Key initiatives outlined by the Prime Minister include expediting budget disbursements with over 100 billion baht available from state-owned enterprises and government funds still untapped. This measure is anticipated to boost economic growth through various channels, particularly investment and infrastructure development.
To tackle investment barriers, the government plans to simplify the ease of doing business, especially focusing on permits and licenses to draw foreign investments, particularly through the Board of Investment (BOI). These initiatives aim to increase private sector investment, which is expected to rebound from -1.6% growth to around 2.6% as reported.
The tourism sector, regarded as one of Thailand's main economic drivers, is projected to see substantial recovery with expectations of attracting up to 38 million international visitors, up from 35.5 million, following the easing of travel restrictions.
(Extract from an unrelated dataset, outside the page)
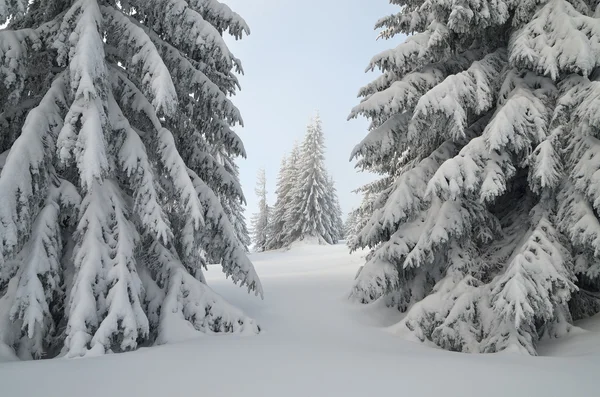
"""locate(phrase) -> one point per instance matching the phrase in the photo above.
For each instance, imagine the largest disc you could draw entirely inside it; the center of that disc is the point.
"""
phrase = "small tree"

The government aims to open new markets and streamline export procedures to boost this industry significantly.
Despite the positive outlook, Thailand's economy is not without its challenges. Economists have raised concerns about structural issues, including rising household debts, demographic shifts toward aging populations, and decreasing competitiveness. These challenges could hinder the government’s ambitious growth targets.
Pimnara Hirankajit, head of economics research at Bank of Ayudhya, highlighted during her presentation latest economic growth forecasts indicating projected GDP growth for 2024 to be around 2.7%, showing only slight improvement from the prior year's low. Hirankajit emphasized, "The focus on technology and innovation is key for sustainable economic growth." This indicates the necessity for Thailand to adapt to global market demands and embrace innovation within its economic frameworks.
Thailand's economy also faces significant external threats, particularly from the United States-China trade tensions and geopolitical uncertainties, which could contribute to sluggish export growth projected at only 2.7% for the year. Increased scrutiny from the US, as Thailand ranked 11th highest on its trade surplus, adds to concerns about potential trade restrictions harming exports.
Economists warn of additional risks from potential climate change impacts and domestic production competitiveness concerns. Without addressing these structural challenges, the government’s growth ambitions might fall short.
Conclusively, the Thai government is preparing to initiate larger dialogues with the private sector to finalize economic stimulus plans within the next two weeks. Investors are closely watching how effective these strategies will be, particularly following last year's performance. The Prime Minister's administration is focusing on maintaining momentum and clarity within economic policies to sustain growth.
The path forward for Thailand will hinge not solely on immediate recovery strategies but will also require adaptable, innovative solutions to mitigate long-term challenges and achieve its growth potential, ensuring the nation's economy thrives amid changing global circumstances.